Não casara, não fora pai, ninguém trouxera consigo. Mas uma sobrinha, uma afilhada, uma protegida, sempre lhe assistiriam na velhice e abocanhariam o naco mais gordo do ouro do seu segredo. Senão, para quê o palacete, o volume enorme onde talvez coubesse, inconfortável, o seu orgulho?
Sucede que a sua gente desaparecera. Levada pela doença, pelo infortúnio, pelas águas turbulentas do Ave, em indizíveis desgraças. Ou partira, também, rumando ignotos destinos. Na insana obsessão dos planos irrealizáveis, ainda assim rasgara os alicerces do casarão todas as noites sonhado. Já os olhos se reviravam de loucura e de outros males, sequelas dos ares tropicais em que suara as saudades do seu Minho.

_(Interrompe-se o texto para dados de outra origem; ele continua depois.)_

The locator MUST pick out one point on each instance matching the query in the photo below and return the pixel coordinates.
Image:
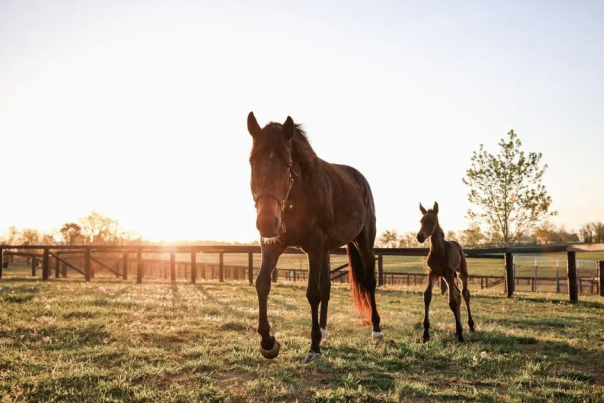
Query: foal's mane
(271, 140)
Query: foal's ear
(288, 128)
(252, 125)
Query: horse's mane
(271, 140)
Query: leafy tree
(30, 236)
(507, 190)
(472, 236)
(12, 236)
(409, 240)
(71, 233)
(598, 231)
(586, 233)
(389, 239)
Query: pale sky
(137, 109)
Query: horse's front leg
(427, 298)
(325, 288)
(269, 346)
(313, 292)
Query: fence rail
(122, 259)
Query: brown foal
(445, 259)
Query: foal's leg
(463, 277)
(325, 287)
(427, 298)
(269, 346)
(313, 292)
(454, 302)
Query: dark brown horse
(304, 201)
(445, 259)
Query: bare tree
(30, 236)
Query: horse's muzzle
(421, 238)
(268, 225)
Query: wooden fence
(121, 260)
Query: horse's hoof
(273, 352)
(312, 356)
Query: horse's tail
(360, 293)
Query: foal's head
(271, 163)
(429, 223)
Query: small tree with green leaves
(507, 190)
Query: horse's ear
(288, 128)
(252, 125)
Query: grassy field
(107, 341)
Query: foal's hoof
(312, 356)
(273, 352)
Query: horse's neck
(438, 242)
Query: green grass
(114, 341)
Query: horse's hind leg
(454, 303)
(463, 277)
(427, 298)
(325, 286)
(365, 246)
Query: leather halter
(272, 194)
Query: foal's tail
(360, 293)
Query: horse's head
(271, 163)
(429, 222)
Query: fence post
(172, 267)
(572, 277)
(63, 270)
(601, 264)
(57, 266)
(46, 265)
(139, 266)
(509, 270)
(87, 265)
(380, 269)
(535, 277)
(557, 278)
(125, 266)
(250, 267)
(193, 267)
(221, 267)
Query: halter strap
(272, 194)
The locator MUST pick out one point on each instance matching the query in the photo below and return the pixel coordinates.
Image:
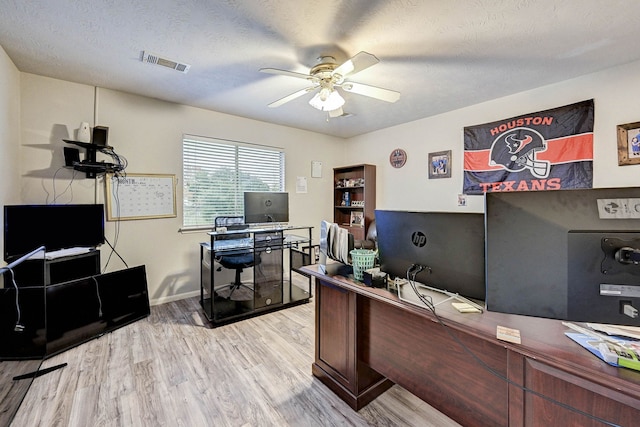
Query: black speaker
(100, 135)
(71, 156)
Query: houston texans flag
(547, 150)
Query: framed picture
(357, 219)
(440, 164)
(629, 144)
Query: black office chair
(235, 261)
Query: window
(216, 173)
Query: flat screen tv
(564, 254)
(27, 227)
(266, 206)
(449, 245)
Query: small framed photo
(357, 219)
(629, 144)
(440, 164)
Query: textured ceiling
(441, 55)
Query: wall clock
(398, 158)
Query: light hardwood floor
(174, 369)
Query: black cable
(412, 271)
(19, 326)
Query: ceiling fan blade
(372, 91)
(291, 97)
(287, 73)
(336, 113)
(360, 61)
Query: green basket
(361, 260)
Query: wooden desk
(367, 339)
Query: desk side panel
(425, 358)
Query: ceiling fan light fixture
(327, 100)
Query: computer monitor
(266, 206)
(564, 254)
(52, 226)
(449, 245)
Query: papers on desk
(60, 253)
(614, 350)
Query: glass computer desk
(269, 279)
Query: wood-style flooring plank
(174, 369)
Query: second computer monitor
(450, 247)
(266, 206)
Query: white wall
(9, 135)
(615, 93)
(148, 133)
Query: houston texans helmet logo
(516, 150)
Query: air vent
(152, 58)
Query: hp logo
(418, 239)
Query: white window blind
(216, 173)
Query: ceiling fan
(327, 76)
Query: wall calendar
(140, 196)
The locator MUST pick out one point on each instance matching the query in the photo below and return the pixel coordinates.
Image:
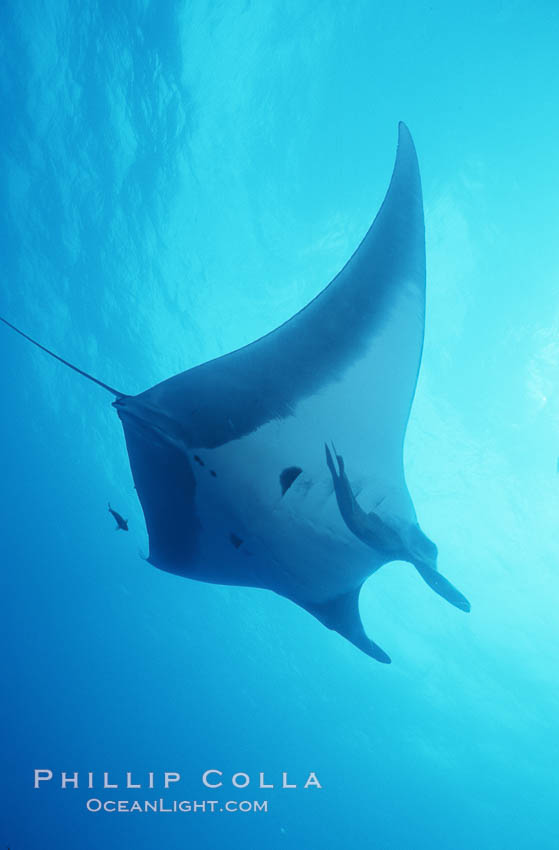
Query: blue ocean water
(177, 179)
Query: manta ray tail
(341, 614)
(116, 393)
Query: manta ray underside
(280, 465)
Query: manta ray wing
(228, 457)
(343, 368)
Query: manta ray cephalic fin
(341, 614)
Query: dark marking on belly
(288, 476)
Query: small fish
(120, 522)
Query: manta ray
(280, 465)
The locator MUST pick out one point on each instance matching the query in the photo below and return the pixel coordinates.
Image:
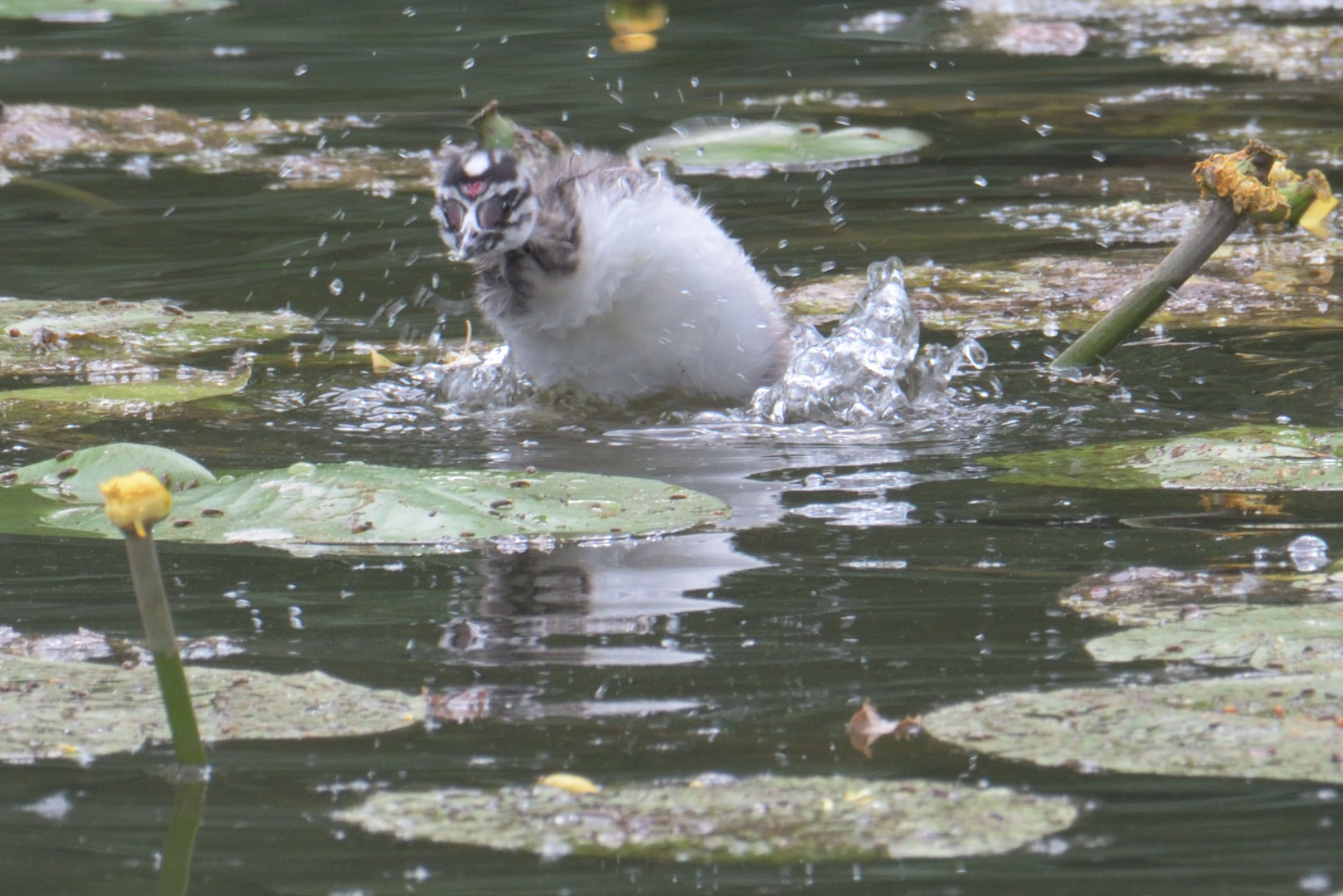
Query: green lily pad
(1156, 596)
(82, 11)
(755, 148)
(75, 477)
(114, 338)
(129, 398)
(765, 820)
(362, 507)
(1269, 282)
(84, 709)
(1243, 458)
(1276, 727)
(1302, 638)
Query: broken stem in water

Foi somente o espaço de concluir a portentosa edificação. O seu mausoléu, diziam depois os vizinhos, na triste danação face à inevitável posse da sua riqueza pelo Estado.
Era quando Santiago de Bougado ia ganhando em silêncio a paz que o lugarejo da Trofa perdia no banzé da proximidade da estrada para o Porto.
Decorreram vidas, gerações delas. O palacete está lá, onde sempre esteve. O mais, ignora-se. Talvez o regresso, o subir dos andares e o escutar do vento ajudem a esclarecer o que foi o que é agora (felizmente) um espaço de cultura da Autarquia.